К тому же малоповоротливы были русские люди. Жили по-медвежьи за крепкими воротами, за неперелазным тыном в усадьбах на Москве. В день отстаивали три службы. Четыре раза плотно ели, да спали еще днем для приличия и здоровья. Свободного времени оставалось немного: боярину – ехать во дворец, дожидаться, когда царю угодно потребовать от него службы, купцу – сидеть у лавки, зазывать прохожих, приказному дьяку – сопеть над грамотами.
Долго бы чесали бока, кряхтели и жаловались русские люди, но случилось неожиданное – подвалило счастье. Польский король Ян Собесский прислал в Москву великих послов говорить о союзе против турок. Ласково заговорили поляки, что нельзя же допустить, чтоб поганые турки мучили христиан, и православным русским нехорошо быть в мире с турецким султаном и ханом крымским. В Москве сразу поняли, что полякам туго и самое время с ними торговаться. Так и было: Польша в союзе с австрийским императором едва отбивалась от турок, с севера ей грозили шведы. У всех еще в памяти была опустошительная Тридцатилетняя война, когда пошатнулась Австрийская империя, обезлюдела Германия и Польша стала чуть ли не шведской вотчиной. Хозяевами морей оказались французы, голландцы, турки, а по всему балтийскому побережью – шведы. Ясно было, чего сейчас добивались поляки: чтоб охранять русскими войсками украинские степи от турецкого султана.

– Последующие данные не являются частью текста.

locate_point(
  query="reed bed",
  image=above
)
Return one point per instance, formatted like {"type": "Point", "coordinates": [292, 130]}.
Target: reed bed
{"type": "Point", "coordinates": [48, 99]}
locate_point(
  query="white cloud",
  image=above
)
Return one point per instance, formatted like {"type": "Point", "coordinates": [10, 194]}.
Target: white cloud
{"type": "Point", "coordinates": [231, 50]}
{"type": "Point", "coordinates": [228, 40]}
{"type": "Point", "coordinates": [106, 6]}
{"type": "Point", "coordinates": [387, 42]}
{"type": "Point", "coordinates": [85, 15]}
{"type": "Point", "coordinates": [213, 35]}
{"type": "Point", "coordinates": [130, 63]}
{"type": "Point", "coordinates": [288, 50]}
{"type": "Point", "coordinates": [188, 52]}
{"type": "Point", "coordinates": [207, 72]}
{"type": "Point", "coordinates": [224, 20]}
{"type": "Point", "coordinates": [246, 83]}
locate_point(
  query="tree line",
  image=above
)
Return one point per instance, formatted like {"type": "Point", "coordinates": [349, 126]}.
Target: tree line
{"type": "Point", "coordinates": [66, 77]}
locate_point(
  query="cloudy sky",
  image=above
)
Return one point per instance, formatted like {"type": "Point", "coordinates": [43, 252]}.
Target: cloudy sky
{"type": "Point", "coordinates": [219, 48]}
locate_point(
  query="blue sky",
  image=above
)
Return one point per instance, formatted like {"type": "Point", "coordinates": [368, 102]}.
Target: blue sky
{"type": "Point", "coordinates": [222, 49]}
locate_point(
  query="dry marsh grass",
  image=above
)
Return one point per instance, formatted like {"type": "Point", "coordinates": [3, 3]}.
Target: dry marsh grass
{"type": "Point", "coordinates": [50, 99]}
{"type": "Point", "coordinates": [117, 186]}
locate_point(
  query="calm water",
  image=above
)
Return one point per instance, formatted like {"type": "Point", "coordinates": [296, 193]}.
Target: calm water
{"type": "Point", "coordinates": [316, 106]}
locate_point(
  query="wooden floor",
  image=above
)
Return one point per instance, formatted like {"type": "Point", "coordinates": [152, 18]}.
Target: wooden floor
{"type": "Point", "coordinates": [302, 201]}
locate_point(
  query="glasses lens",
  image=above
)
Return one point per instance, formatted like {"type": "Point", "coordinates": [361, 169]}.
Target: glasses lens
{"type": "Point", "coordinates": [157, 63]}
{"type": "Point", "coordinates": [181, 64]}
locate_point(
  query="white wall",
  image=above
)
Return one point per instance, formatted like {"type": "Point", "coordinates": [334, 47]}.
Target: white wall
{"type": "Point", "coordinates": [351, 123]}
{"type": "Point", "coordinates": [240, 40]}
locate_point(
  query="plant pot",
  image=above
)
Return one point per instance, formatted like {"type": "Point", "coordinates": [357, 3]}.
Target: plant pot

Царственные большие печати и государственных посольских дел сберегатель и наместник новогородский, князь Василий Васильевич Голицын, потребовал от поляков вернуть Киев. «Верните нам исконную царскую вотчину Киев с городками, тогда на будущий год пошлем войско на Крым воевать хана». Три с половиной месяца спорили поляки: «Нам лучше все потерять, чем отдать Киев». Русские не торопились, стояли на своем, прочли полякам все летописи с начала крещения Руси. И пересидели, переспорили.
Ян Собесский, разбитый турками в Бессарабии, плача, подписал вечный мир с Москвой и возвращение Киева с городками. Удача была велика, но и податься некуда, – приходилось собирать войско, идти воевать хана.
Напротив Охотного Ряда, на голицынском дворе, было чисто и чинно. Жарко блестели, от крыши до земли, обитые медью стены дома. У входа на персидских ковриках стояли два рослых мушкетера – швейцарцы, в железных шлемах и панцирях из воловьей кожи. Другие два охраняли сквозные золоченые ворота. С той их стороны толпа простого народа, шатающегося по Охотному Ряду, глазела на сытые лица швейцарцев, на выложенный цветными плитами широкий двор, на пышную, всю в стеклах, карету, запряженную рыжей четверней, на медно сияющий дом сберегателя, любовника царевны-правительницы.
Сам Василий Васильевич в эту несносную духоту сидел на сквозняке близ раскрытого окна и по-латыни вел беседу с приезжим из Варшавы иноземцем де Невиллем. Гость был в парике и французском платье, какое только что стали носить при дворе Людовика Четырнадцатого. Василий Васильевич был без парика, но также во французском – в чулках и красных башмачках, в коротких бархатных штанах с лентами, – на животе и с боков из-под бархатной куртки выбивалось тонкое белье в кружевах. Бороду он брил, но усы оставил. На французском столике перед ним лежали свитки и тетради, латинские книги в пергаменте, карты и архитектурные чертежи. На стенах, обитых золоченой кожей, висели парсуны, или – по-новому – портреты, князей Голицыных и в пышной веницейской раме – изображение двоеглавого орла, державшего в лапах портрет Софьи. Французские – шпалерные и итальянские – ларчовые кресла, пестрые ковры, несколько стенных часов, персидское оружие, медный глобус, термометр аглицкой работы, литого серебра подсвечники и паникадила, переплеты книг и на сводчатом потолке – расписанная золотом, серебром и лазурью небесная сфера – отражались многократно в зеркалах, в простенках и над дверями.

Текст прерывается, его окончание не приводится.